Time for belated Oreo reviews! Cinnamon Bun Oreos:
This was a wonderful idea, but it did suffer from wimpy execution. The name simply wrote a check that the flavor couldn't cash.
The package did give off an aroma of cinnamon when opened, but not of cinnamon BUN, and there is a difference. The latter promises the irresistible pull of a fresh baked good - which should mean tantalizing wafts of butter and yeast dough in addition to the obvious sugar and cinnamon. But, no.
The package claims these are cinnamon cookies with cinnamon bun flavored creme. What you get instead are blond Oreo wafers that contain a hint of cinnamon flavor in the form of microscopic specks. (They remind me of the "flavor crystals" in the chewing gum I loved in the '90s.) The creme tastes like... well, just sugar. So I guess it suggests icing in that sense?

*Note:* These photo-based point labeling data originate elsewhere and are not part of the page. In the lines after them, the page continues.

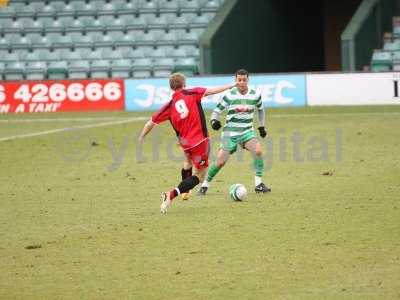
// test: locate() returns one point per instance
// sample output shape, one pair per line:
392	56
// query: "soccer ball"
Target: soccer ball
237	192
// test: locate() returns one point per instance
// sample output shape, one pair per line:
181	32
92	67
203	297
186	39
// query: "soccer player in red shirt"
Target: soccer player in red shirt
186	115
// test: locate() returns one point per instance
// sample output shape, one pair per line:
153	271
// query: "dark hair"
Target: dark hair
242	72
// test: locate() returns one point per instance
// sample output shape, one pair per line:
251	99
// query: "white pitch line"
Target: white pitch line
31	120
39	120
21	136
381	113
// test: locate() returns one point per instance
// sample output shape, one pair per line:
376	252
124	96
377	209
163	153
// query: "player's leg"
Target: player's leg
222	158
199	158
186	172
254	146
227	147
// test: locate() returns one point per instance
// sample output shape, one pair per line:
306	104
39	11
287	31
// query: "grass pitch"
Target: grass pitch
79	211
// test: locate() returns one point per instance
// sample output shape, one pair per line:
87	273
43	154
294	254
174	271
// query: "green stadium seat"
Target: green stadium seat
67	9
36	70
163	67
84	42
121	68
58	40
79	69
47	55
190	6
11	57
91	54
381	61
72	55
20	42
14	71
134	23
396	61
13	27
33	26
32	56
1	71
23	10
100	69
7	12
51	25
105	41
142	68
57	70
21	53
5	44
158	53
210	6
187	66
108	53
167	6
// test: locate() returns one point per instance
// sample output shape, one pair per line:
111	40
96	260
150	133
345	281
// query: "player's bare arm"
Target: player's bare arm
219	89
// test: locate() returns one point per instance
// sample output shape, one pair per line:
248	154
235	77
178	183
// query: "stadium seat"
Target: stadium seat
187	65
36	70
72	55
381	61
32	26
20	42
12	57
1	71
167	6
59	41
105	40
47	55
190	6
78	69
108	53
57	70
396	61
21	53
100	69
121	68
32	56
7	12
14	71
82	41
163	67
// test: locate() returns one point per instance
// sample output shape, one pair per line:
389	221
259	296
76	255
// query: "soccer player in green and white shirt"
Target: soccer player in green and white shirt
240	102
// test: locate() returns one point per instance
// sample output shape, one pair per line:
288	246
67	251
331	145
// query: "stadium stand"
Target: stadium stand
101	38
388	58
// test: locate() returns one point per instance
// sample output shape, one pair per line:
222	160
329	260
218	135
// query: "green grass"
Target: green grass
102	236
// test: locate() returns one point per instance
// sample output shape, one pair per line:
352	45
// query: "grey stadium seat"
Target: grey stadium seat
79	69
36	70
142	67
14	71
57	70
121	68
163	67
100	69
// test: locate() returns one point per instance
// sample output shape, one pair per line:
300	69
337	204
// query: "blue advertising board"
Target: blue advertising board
276	91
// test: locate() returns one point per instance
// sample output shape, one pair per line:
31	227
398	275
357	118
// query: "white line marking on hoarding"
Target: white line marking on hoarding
27	135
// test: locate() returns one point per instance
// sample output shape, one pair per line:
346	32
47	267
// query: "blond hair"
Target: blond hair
177	81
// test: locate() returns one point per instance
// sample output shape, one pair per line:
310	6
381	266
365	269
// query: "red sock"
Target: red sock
173	194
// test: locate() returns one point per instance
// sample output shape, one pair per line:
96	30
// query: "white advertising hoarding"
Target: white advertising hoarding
353	89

Bottom line, these are perfectly pleasant cookies, and I could eat any number of them, but the cinnamon flavor is muted, and they contain no suggestion of the decadence of an actual cinnamon bun, and thus are disappointing. The issue is simply that I set my standards too high for this one, perhaps.
Filled Cupcake Oreos:
As the package makes clear, this is an Oreo designed to taste like a Hostess Cupcake. (In fact, I'm shocked they didn't just go ahead and put the squiggle into the illustration - I'm guessing this was a trademark issue.)
Now, I obviously have a soft spot for a stupid food concept stunt, but this is brazenly insane: taking a fake chocolate-flavored thing and flavoring it like a different fake chocolate-flavored thing. Think about that for a second.
That said, the execution here was decent. The cookie was your regular chocolate Oreo wafer. The gimmick was the creme - twist it open (as you must in order to get the visual reference), and you see the smaller disc of white creme nestled inside a larger disc of chocolate creme, thus visually invoking the filled Hostess Cupcake. It's cute. Just to make sure you don't miss it, please note that this package includes a helpful arrow pointing to the illustration of the novel creme construction, with the firm instruction to "Twist & Lick!" You can't make this stuff up, people.
As for flavor, the Filled Cupcake Oreo is a pitch-perfect replica of the plasticky fake chocolate that we all know and love from our elementary school Hostess Cupcakes. This is nostalgia wrapped in nostalgia!
The only problem is, although the mimicry of the Hostess Cupcake flavor is spot-on, the truth is that the flavor of a Hostess Cupcake, if we're being brutally honest, was never actually all that good. These flavors are to chocolate what "cherry" flavor is to actual cherries.
Please note, however: I am not hating on Hostess Cupcakes. I loved them as a kid - but I realize now that the pleasure stemmed from texture more than flavor. That thick, chewy blanket of faux-fudge topping, set off by the delightfully rubbery squiggle - I always deconstructed my Hostess Cupcakes into their core elements, isolating the squiggle whole to eat last - so perhaps I liked them more as a toy than as a snack? It was not about flavor, I can tell you that.
For both of the Oreo flavors in this post, Nabisco used the useful resealable package design, which I appreciate since it takes me a good long time to get through these, so I like that they can stay fresher. But when the upside of a product is the packaging, you're doing something wrong, my friends.